After the horror of 1967, cycling began to make a real effort to clean up its act. And yet by unhappy timing, this coincided with the arrival of anabolic steroids and EPO (erythropoietin). For the first time there were drugs which did enhance performance, measurably so, but are even more dangerous. Like steroids, EPO is a synthetic version of a natural metabolic product, which is one reason they were for so long difficult to detect. And it is much more insidious. By enhancing the red blood cells it increases energy: The startlingly fast times in some stages of the Tour in recent years do not have any obvious innocent explanation. At the same time, by thickening the blood, EPO makes it harder to circulate. Its arrival as a clandestine drug is all too easily and grimly dated by the fact that between 1987 and 1990, 20 Belgian and Dutch cyclists died from otherwise inexplicable nocturnal heart attacks.

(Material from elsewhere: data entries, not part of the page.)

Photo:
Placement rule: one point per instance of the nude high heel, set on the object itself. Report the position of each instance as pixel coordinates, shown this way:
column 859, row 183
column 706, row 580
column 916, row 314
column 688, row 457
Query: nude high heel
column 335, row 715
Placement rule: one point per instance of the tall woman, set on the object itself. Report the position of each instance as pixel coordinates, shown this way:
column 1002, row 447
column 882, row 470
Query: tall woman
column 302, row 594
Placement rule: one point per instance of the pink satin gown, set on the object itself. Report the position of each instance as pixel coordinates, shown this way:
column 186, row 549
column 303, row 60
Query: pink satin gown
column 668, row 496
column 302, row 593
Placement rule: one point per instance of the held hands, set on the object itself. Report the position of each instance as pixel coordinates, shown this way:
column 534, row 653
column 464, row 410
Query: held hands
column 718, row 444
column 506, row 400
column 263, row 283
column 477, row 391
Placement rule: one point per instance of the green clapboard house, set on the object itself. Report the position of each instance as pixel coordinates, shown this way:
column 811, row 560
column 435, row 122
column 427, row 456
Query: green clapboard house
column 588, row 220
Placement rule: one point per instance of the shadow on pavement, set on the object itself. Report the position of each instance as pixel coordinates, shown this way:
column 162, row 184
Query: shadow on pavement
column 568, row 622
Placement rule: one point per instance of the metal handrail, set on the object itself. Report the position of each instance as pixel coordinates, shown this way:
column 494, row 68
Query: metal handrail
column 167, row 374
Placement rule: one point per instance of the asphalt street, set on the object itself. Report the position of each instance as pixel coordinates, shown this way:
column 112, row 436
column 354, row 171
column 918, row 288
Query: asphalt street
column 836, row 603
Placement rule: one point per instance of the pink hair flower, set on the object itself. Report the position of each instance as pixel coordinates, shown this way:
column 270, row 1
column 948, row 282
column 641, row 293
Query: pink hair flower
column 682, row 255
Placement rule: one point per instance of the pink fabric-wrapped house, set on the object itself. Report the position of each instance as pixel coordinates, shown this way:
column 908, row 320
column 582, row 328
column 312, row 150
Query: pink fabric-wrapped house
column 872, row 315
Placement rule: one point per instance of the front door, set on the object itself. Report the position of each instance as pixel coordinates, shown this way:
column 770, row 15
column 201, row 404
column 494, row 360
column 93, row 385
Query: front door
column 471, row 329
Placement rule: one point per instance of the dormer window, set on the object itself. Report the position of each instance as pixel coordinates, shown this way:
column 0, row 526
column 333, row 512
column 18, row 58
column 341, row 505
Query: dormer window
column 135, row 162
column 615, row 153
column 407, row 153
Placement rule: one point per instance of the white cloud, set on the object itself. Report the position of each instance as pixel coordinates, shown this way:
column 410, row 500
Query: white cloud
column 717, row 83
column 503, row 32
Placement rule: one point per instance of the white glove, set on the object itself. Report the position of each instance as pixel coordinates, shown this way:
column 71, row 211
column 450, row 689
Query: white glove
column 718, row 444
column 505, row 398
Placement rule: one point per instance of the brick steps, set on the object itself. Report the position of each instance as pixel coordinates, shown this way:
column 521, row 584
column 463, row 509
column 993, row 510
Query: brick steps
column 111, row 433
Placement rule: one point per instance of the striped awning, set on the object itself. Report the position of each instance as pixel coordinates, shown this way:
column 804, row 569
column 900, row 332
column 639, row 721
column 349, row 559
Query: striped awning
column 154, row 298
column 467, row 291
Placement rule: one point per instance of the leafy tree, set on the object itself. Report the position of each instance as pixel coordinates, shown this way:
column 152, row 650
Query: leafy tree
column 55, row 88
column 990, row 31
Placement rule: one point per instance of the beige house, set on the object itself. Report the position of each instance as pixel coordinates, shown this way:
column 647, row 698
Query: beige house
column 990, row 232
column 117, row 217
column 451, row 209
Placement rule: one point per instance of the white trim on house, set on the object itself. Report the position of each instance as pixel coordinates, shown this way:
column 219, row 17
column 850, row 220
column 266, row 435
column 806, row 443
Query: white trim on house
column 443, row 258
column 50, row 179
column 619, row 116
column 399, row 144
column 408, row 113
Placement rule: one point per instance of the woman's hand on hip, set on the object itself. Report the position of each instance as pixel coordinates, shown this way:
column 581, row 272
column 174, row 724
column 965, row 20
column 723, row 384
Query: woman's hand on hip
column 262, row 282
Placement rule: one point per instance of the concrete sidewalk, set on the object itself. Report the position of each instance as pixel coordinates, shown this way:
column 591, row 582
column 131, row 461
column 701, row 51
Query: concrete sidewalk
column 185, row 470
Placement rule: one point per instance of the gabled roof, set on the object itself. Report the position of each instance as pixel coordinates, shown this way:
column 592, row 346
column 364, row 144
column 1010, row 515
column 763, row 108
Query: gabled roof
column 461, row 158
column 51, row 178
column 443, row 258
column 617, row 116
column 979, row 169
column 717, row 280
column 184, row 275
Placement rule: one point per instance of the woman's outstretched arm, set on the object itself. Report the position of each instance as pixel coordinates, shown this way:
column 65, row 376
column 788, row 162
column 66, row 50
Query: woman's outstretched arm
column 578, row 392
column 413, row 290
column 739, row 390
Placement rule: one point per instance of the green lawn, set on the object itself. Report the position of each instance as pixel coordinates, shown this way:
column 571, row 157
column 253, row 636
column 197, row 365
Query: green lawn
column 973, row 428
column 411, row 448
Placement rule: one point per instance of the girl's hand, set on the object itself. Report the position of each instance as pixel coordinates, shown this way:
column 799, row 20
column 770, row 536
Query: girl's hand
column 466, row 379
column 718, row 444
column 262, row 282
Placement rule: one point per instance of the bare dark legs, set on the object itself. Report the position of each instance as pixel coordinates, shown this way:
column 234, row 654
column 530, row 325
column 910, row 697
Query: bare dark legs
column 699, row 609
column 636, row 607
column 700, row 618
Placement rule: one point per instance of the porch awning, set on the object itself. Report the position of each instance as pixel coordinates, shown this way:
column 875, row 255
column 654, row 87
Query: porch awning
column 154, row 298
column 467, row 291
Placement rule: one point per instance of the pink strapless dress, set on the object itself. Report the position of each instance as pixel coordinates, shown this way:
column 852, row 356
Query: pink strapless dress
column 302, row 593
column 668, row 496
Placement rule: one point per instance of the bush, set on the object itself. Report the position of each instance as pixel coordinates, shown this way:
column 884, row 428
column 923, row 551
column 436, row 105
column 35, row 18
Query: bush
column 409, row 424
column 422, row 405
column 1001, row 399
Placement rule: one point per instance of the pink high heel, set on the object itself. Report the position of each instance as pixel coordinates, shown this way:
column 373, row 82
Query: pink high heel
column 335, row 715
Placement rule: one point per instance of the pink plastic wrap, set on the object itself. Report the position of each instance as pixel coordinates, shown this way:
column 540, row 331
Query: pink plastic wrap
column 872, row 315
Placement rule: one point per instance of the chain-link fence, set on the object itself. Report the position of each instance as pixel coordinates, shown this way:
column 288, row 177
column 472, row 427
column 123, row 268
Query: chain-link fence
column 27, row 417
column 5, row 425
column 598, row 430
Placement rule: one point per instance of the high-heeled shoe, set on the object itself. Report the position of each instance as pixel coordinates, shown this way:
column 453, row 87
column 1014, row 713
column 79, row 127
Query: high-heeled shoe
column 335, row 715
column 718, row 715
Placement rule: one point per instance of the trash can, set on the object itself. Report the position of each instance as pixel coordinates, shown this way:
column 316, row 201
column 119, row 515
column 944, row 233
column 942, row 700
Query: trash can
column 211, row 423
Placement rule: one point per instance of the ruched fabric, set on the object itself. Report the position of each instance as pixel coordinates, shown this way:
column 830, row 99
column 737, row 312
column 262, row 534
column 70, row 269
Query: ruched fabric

There has been a continuing death toll ever since.

Without doubt EPO use was rife in the 1990s, and Mr. Armstrong has been regularly accused of doping. On July 21, 2002, I watched him climb Mont Ventoux, past the memorial where Simpson fell. High above on the lunar landscape of that Provencal peak was a compatriot holding the Stars and Stripes, and I thought of another Armstrong making a step for man 33 years to the day before. But that Yank was outnumbered by the French fans all around us screaming "Dopé!" at the champion. It didn't seem to them contradictory to cheer Richard Virenque, the great villain of the 1998 "Tour de Farce" when the Festina team car was found packed with drugs and needles.

Interesting. I knew doping in cycling was common in recent years, but not that it traces back to the roaring 20's! Wheatcroft is the author of Le Tour: A History of the Tour De France, which on the basis of his WSJ essay looks worth reading.